Des prix à la pompe toujours élevés en France

La hausse des cours du pétrole se répercute directement sur les prix à la pompe. En France, le litre de Sans Plomb 95 s’affiche en moyenne à 2,095 euros, tandis que le gazole coûte 2,110 euros. Malgré les mesures gouvernementales mises en place pour soutenir le pouvoir d’achat, les automobilistes continuent de subir le poids de ces tarifs élevés. « La baisse récente des prix du pétrole avait redonné un espoir, mais la situation a rebasculé », souligne Cryptoast.

Pour atténuer l’impact sur les ménages, l’État a reconduit une aide de 100 euros destinée aux « grands rouleurs ». Ce dispositif, accessible depuis hier, concerne les Français effectuant au moins 30 kilomètres aller-retour pour se rendre au travail ou parcourant plus de 8 000 kilomètres par an.
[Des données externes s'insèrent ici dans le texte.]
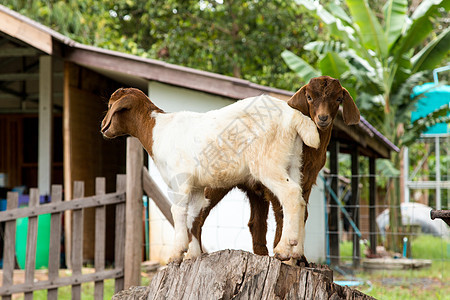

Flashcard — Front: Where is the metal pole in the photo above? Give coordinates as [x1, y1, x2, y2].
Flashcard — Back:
[435, 136, 441, 210]
[403, 147, 409, 203]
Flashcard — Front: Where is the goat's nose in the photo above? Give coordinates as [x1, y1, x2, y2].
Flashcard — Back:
[318, 115, 329, 122]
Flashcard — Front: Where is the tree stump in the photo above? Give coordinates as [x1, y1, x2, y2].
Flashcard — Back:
[113, 250, 374, 299]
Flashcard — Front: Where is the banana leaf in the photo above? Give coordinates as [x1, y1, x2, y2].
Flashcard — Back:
[281, 50, 320, 82]
[383, 0, 408, 49]
[346, 0, 388, 58]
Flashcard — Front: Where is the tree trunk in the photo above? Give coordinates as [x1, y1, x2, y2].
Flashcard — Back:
[113, 250, 375, 299]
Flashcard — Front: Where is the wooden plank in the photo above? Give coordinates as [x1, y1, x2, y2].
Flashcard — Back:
[142, 167, 174, 226]
[0, 9, 52, 54]
[125, 137, 143, 289]
[48, 185, 63, 300]
[2, 192, 19, 300]
[0, 192, 125, 222]
[72, 181, 84, 300]
[94, 178, 106, 300]
[369, 157, 377, 255]
[0, 73, 40, 81]
[351, 148, 360, 268]
[329, 139, 340, 265]
[115, 174, 126, 293]
[0, 268, 123, 295]
[334, 116, 391, 159]
[0, 48, 39, 57]
[24, 188, 39, 300]
[38, 55, 53, 196]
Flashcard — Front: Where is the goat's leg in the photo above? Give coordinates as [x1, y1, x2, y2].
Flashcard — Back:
[259, 174, 303, 261]
[189, 187, 232, 254]
[168, 182, 192, 263]
[244, 185, 269, 256]
[287, 162, 308, 261]
[266, 189, 283, 249]
[185, 189, 218, 259]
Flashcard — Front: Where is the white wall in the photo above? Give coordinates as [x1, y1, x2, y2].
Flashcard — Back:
[148, 81, 234, 112]
[304, 174, 326, 262]
[147, 81, 326, 264]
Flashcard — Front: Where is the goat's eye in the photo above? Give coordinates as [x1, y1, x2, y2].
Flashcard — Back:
[306, 95, 312, 101]
[337, 97, 343, 103]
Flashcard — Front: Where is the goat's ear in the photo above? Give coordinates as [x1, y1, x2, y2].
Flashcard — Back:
[102, 96, 134, 130]
[110, 96, 134, 114]
[342, 88, 360, 125]
[288, 85, 309, 116]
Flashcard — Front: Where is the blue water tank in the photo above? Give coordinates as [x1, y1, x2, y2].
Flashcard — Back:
[411, 83, 450, 135]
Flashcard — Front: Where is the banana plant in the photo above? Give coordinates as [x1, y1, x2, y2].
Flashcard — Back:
[283, 0, 450, 252]
[282, 0, 449, 142]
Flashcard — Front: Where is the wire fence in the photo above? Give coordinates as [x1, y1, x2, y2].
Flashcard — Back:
[144, 166, 449, 297]
[145, 172, 448, 257]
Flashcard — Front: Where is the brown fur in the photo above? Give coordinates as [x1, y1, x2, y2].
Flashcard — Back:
[101, 88, 164, 157]
[192, 76, 360, 259]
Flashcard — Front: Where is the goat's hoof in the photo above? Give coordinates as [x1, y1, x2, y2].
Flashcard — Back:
[274, 252, 290, 261]
[168, 256, 183, 265]
[297, 255, 309, 267]
[184, 251, 201, 260]
[289, 239, 298, 246]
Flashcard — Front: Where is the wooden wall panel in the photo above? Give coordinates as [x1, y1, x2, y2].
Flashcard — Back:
[64, 62, 125, 262]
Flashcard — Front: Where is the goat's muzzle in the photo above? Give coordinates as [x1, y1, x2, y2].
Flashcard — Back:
[100, 121, 113, 138]
[315, 117, 332, 131]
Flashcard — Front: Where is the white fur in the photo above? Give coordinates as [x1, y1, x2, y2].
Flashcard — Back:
[150, 95, 319, 262]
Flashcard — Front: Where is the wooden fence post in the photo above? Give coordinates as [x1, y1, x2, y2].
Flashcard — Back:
[369, 157, 377, 255]
[48, 185, 63, 300]
[2, 192, 18, 300]
[24, 189, 39, 300]
[351, 148, 360, 269]
[329, 139, 340, 265]
[115, 174, 126, 293]
[95, 177, 106, 300]
[125, 137, 143, 289]
[72, 181, 84, 300]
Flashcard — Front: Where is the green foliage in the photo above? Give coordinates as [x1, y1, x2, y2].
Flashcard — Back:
[284, 0, 450, 147]
[383, 0, 408, 48]
[411, 235, 450, 260]
[3, 0, 325, 91]
[281, 50, 319, 82]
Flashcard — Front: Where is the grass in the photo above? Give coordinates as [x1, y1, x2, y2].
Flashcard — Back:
[14, 273, 153, 300]
[337, 235, 450, 300]
[11, 235, 450, 299]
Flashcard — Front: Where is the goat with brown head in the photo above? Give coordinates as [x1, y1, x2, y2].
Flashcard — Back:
[195, 76, 360, 264]
[288, 76, 360, 129]
[101, 88, 163, 156]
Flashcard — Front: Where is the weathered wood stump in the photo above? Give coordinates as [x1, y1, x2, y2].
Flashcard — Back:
[113, 250, 374, 299]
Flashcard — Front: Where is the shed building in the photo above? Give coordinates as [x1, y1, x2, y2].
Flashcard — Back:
[0, 5, 398, 265]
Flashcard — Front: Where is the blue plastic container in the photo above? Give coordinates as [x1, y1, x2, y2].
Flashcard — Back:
[411, 83, 450, 135]
[0, 199, 6, 211]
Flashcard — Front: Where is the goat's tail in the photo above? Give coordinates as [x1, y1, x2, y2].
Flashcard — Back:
[293, 113, 320, 149]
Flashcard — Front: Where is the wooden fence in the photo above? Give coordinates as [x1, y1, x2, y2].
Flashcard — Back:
[0, 137, 175, 299]
[0, 176, 126, 299]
Les bénéficiaires doivent avoir un revenu fiscal de référence inférieur ou égal à 16 880 euros.

« Les négociations pour un cessez-le-feu semblent patiner au Moyen-Orient, et pourraient augurer de nouvelles hausses dans les semaines à venir. »
— Cryptoast

Un contexte économique déjà tendu

Ces tensions surviennent alors que l’économie mondiale reste fragilisée par plusieurs crises simultanées : inflation persistante, ralentissement de la croissance et instabilité géopolitique. Les marchés financiers, déjà nerveux, surveillent de près l’évolution de la situation en Iran. « Les investisseurs redoutent une escalade incontrôlable, qui pourrait aggraver les tensions inflationnistes », explique un analyste cité par Cryptoast.

Dans ce contexte, les acteurs du secteur énergétique appellent à la prudence. Les compagnies pétrolières pourraient être contraintes d’ajuster leurs stratégies d’approvisionnement, tandis que les gouvernements tentent de limiter l’impact sur les consommateurs. « Les prochaines semaines seront déterminantes pour éviter une crise énergétique majeure », estime-t-on du côté des observateurs.

Et maintenant ?

Les prochaines heures et jours seront cruciaux pour évaluer l’ampleur de la crise. Une réunion d’urgence du Conseil de sécurité de l’ONU est attendue pour tenter de désamorcer la tension, mais aucune date précise n’a encore été fixée. Les analystes s’interrogent sur la capacité des États-Unis et de l’Iran à renouer le dialogue, alors que les frappes ont ravivé les hostilitudes. Pour l’heure, les marchés restent sous tension, et une nouvelle hausse des prix du pétrole ne peut être exclue.

Reste à voir si les mesures d’urgence annoncées par les gouvernements, comme l’aide aux automobilistes en France, suffiront à atténuer les effets de cette crise sur le portefeuille des ménages. Une chose est sûre : dans un contexte où l’énergie reste un enjeu majeur, chaque fluctuation des cours a des répercussions immédiates sur l’économie réelle.

Le détroit d’Ormuz est le passage obligatoire pour environ un quart de la production mondiale de pétrole et de gaz naturel liquéfié. Toute perturbation dans cette zone pourrait entraîner des pénuries et une flambée des prix, d’où la sensibilité extrême des marchés à la moindre menace de blocage.